Besides the interactive steering possibilities of our OpenGL backend, here we like to focus on the reconstruction of a closed surface for visualization with the OpenGL backend with the vertex-based communication which was originally developed for node-based flux limiters. For shallow-water simulations, a direct visualization of the approximated solution with simulations based on the DG method leads to a surface with gaps. An examplanory visualization of a particular time step for a radial dam break is given in Fig. 6.10. Such gaps lead to a distraction of the person analyzing the data. For the visualization of a closed surface for shallow water DG simulations, cell data such as the water surface height can be averaged based on the surface height in cells sharing the vertex.
A generation of triangle strips for visualization was already considered with algorithms based on the Sierpiński SFC [PG07]. To our best knowledge, no visualization was developed so far which is capable of computing both vertex and normal data on-the-fly for surface reconstruction with dynamically adaptive triangular grids based on simulation data with a close to O(#cells) complexity.
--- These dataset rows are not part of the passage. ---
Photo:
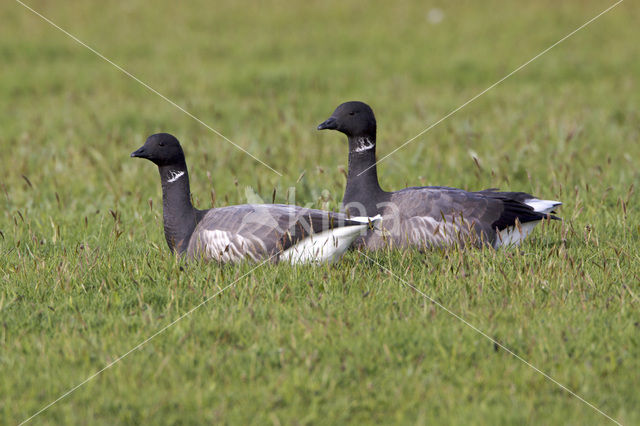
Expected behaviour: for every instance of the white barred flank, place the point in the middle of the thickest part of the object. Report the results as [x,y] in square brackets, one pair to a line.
[514,235]
[542,206]
[225,246]
[328,246]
We compute a closed surface with our vertex-based communication scheme. Here, the per-cell approximated height is averaged at the vertices and used as the vertex for the water surface visualization. However, only considering vertex coordinates with a vertical displacement, e.g. based on water surface displacement, would not result in proper shading since normals are required at vertices. Therefore, we continue with additional traversals computing the normals associated to the previously computed vertices. This is based on the face orientations and quantitative properties for each triangle, see [JLW05] for further information.
Since traversing the cells is O(n) with a negligible overhead ϵ for reduce operations for a large cluster, and by using a fixed number of grid traversals, this also yields an O(n + ϵ) complexity for the reconstruction of our closed surface including the normals at each vertex. Other algorithms to reconstruct a closed surface such as the Voroni triangulation require at least an O(nlog n) algorithm in the worst-case [AK00], whereas our SFC traversal yields a robust O(n + ϵ) algorithm for the surface reconstruction, including cluster-based parallel processing.
Examples of the resulting surface visualization with the OpenGL backend are e.g. given in Fig. 6.10 and Fig. 6.12.